A timidez e a discrição da imprensa esportiva agora foram tamanhas que o público não foi esclarecido sobre as “evidências”.
O óbvio ululante
No entanto, a evidência principal apareceu ampla e repetidamente na própria imprensa ainda na primeira quinzena de dezembro. Logo após ser descoberta (e denunciada na Justiça Desportiva) a irregularidade referente ao jogador suspenso, a imprensa correu, como seria normal e correto fazer, para saber o que os representantes da Portuguesa tinham a dizer sobre o assunto. Desta maneira, a imprensa informou ao público que a Portuguesa alegava que o seu então advogado, presente no julgamento do STJD, não tinha avisado o clube que o jogador estava suspenso por duas partidas; assim, segundo sucessivos representantes do clube – a começar pelo seu presidente –, a Portuguesa tinha sido avisada sobre a suspensão do jogador por apenas uma partida. O que denota, inequivocamente, que a Portuguesa sabia que o jogador estava suspenso por uma (aquela) partida. Ela não saberia que a suspensão se estendia também a uma segunda partida, a primeira que vier a ser disputada em 2014 em torneio organizado pela mesma entidade, a CBF.

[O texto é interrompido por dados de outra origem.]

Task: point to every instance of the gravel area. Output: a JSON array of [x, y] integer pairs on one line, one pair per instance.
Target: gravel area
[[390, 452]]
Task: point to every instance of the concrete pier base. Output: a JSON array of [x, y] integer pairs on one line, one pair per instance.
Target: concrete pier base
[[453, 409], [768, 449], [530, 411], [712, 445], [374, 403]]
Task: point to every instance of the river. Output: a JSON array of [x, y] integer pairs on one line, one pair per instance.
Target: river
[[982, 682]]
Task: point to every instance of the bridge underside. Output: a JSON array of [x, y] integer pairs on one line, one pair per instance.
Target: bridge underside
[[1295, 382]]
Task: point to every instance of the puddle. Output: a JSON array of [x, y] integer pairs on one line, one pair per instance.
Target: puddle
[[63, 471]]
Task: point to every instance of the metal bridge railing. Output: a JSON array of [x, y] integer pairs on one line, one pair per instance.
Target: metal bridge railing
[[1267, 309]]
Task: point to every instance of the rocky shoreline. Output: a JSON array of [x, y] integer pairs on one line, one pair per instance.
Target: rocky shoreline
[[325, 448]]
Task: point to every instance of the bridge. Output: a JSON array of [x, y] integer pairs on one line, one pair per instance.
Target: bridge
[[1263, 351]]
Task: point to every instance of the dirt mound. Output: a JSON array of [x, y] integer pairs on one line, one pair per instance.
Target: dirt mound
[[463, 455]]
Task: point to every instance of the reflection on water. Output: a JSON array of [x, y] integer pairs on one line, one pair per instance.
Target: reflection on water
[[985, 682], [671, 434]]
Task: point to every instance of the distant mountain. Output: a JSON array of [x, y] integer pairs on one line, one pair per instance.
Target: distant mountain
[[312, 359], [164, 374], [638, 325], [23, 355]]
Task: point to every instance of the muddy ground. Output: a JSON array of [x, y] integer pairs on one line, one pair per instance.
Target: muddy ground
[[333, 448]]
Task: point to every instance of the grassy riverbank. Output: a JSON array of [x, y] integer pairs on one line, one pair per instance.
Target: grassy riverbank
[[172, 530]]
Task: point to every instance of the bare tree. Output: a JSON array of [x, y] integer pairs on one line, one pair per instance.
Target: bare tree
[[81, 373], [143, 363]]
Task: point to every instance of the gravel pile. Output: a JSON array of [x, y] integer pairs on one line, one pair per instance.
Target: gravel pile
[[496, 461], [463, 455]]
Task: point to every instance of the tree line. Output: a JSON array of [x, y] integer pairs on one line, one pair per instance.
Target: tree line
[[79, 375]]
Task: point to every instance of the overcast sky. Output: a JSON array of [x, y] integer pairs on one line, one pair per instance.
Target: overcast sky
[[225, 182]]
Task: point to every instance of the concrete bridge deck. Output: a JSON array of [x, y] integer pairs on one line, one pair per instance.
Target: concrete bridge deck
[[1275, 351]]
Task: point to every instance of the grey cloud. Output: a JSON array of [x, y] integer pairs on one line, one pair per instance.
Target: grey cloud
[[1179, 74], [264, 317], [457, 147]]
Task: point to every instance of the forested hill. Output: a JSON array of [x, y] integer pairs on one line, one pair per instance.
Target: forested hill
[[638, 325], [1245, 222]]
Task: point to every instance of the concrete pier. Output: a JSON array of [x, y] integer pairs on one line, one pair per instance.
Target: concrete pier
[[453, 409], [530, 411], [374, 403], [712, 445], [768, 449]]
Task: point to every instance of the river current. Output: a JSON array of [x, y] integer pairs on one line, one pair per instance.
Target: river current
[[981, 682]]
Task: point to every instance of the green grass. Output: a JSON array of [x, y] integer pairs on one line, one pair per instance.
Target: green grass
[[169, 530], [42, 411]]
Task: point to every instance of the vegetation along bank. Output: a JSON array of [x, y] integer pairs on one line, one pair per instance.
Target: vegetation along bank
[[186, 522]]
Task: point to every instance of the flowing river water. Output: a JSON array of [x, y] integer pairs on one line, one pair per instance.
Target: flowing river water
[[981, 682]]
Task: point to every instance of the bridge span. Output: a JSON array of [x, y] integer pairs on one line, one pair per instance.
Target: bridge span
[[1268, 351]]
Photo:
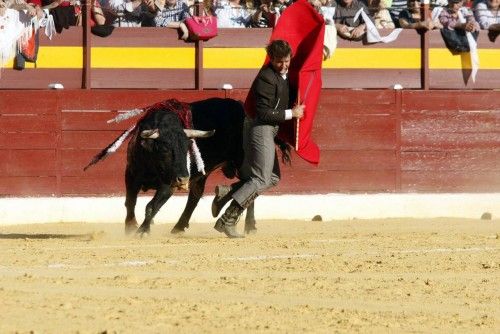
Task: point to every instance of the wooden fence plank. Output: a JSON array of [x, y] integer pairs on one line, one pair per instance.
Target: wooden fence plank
[[27, 185], [28, 163]]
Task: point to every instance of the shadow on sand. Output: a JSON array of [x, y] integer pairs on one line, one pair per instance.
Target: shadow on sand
[[87, 236]]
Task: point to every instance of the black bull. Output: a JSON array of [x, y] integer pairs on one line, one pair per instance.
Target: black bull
[[160, 163]]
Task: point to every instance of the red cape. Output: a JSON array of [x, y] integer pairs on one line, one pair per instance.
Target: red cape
[[304, 28]]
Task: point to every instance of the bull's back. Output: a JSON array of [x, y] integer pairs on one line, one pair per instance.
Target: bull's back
[[226, 117]]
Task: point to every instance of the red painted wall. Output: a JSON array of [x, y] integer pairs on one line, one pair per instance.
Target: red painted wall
[[371, 141]]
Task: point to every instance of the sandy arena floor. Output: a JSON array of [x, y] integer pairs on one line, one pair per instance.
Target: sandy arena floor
[[398, 275]]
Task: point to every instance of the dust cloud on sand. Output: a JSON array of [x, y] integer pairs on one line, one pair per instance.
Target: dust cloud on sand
[[397, 275]]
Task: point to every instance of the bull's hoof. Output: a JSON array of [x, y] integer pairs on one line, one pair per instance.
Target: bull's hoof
[[130, 228], [228, 230], [143, 231], [250, 229], [177, 230]]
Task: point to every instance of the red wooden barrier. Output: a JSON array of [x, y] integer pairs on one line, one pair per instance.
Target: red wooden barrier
[[371, 141]]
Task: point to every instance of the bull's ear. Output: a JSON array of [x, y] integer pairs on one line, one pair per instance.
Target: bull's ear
[[150, 134], [198, 133]]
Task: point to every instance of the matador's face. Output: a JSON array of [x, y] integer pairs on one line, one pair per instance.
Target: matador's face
[[281, 65]]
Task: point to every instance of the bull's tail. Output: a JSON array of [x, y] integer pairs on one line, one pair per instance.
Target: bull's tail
[[285, 148], [111, 148]]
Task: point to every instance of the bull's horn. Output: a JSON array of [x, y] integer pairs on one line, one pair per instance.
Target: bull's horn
[[150, 134], [198, 133]]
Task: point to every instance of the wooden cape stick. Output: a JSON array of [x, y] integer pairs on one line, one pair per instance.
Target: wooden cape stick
[[297, 126]]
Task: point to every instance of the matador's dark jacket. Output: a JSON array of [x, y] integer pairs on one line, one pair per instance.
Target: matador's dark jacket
[[270, 96]]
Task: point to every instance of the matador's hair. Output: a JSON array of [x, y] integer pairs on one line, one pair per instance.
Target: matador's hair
[[278, 49]]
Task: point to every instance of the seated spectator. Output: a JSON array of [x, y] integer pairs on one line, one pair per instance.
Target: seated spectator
[[449, 17], [488, 15], [168, 13], [327, 9], [395, 9], [124, 13], [347, 28], [97, 16], [265, 15], [66, 13], [411, 18], [381, 16], [231, 14]]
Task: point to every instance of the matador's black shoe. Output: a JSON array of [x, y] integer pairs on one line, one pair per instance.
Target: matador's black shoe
[[227, 222], [222, 196]]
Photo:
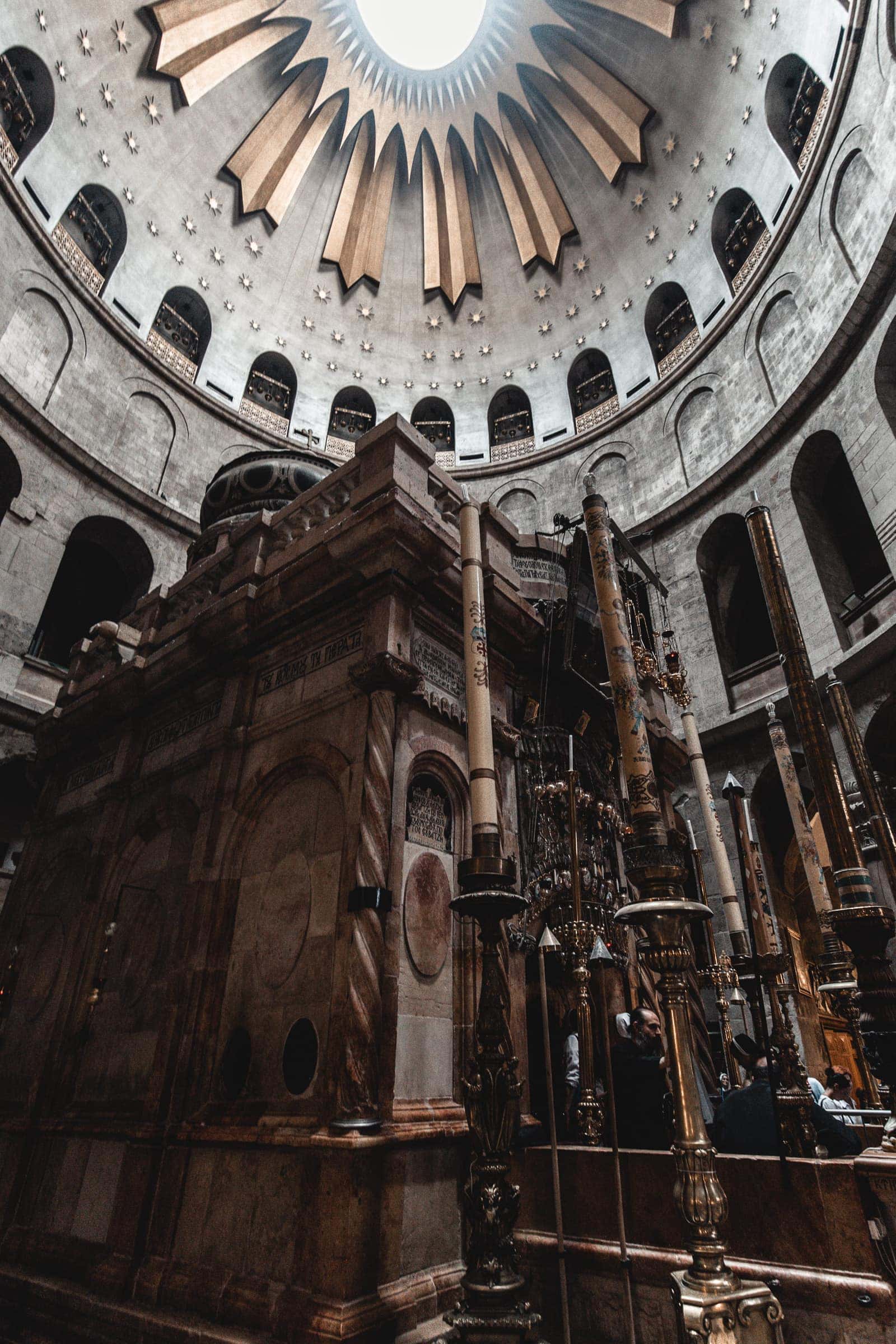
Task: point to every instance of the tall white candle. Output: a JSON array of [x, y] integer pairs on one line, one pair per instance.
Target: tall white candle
[[476, 664]]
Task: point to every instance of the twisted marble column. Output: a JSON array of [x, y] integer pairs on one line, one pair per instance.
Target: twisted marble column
[[359, 1081], [358, 1088]]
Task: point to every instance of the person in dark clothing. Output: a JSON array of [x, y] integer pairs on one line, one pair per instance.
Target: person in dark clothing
[[640, 1084], [746, 1123]]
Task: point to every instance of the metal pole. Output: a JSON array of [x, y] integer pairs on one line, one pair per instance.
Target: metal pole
[[581, 936], [625, 1262], [852, 882], [866, 777], [555, 1161], [712, 825]]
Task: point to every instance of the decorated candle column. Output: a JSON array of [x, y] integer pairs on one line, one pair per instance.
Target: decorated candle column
[[711, 1300], [799, 815], [727, 890], [479, 701]]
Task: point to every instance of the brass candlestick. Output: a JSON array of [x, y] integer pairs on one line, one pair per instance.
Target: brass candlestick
[[581, 936], [866, 777], [492, 1308], [790, 1090], [716, 975], [864, 925], [711, 1300]]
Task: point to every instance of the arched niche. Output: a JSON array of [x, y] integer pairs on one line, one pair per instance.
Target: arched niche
[[289, 869], [886, 377], [880, 741], [796, 105], [104, 569], [27, 101], [521, 507], [738, 612], [10, 478], [18, 799], [182, 331], [593, 390], [351, 416], [612, 475], [146, 437], [270, 393], [850, 561], [435, 420], [671, 327], [739, 237], [36, 344], [92, 236], [511, 425]]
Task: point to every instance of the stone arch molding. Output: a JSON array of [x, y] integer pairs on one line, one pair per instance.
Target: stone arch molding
[[526, 484], [42, 334], [692, 416], [851, 192], [613, 448], [146, 388], [773, 319], [610, 465]]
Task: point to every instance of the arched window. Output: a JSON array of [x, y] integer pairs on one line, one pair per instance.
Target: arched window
[[511, 425], [351, 416], [10, 479], [104, 569], [796, 105], [27, 101], [593, 391], [738, 613], [435, 421], [671, 327], [180, 333], [850, 559], [739, 237], [270, 393], [92, 236]]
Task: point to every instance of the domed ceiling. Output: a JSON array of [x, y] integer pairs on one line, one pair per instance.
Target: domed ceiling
[[430, 229]]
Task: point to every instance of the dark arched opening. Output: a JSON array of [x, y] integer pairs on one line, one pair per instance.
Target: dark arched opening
[[27, 102], [848, 557], [351, 416], [739, 237], [433, 418], [796, 105], [671, 327], [92, 236], [10, 479], [270, 393], [511, 425], [104, 569], [738, 612], [182, 331], [593, 391]]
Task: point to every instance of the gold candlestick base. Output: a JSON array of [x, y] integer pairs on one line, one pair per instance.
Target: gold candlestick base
[[712, 1303], [747, 1315]]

Portanto, já em dezembro, logo no início quando a descoberta e denúncia do caso foram feitas, a imprensa divulgou amplamente a principal evidência. Apesar disso, os jornalistas esportivos preferiram ignorar essa evidência, clara e contundente, e repetiram freneticamente que a Portuguesa não sabia que o jogador estava suspenso. Nem agora, com o Ministério Público informando sobre evidências contrárias, a imprensa esportiva descobriu o que ela mesma tinha noticiado.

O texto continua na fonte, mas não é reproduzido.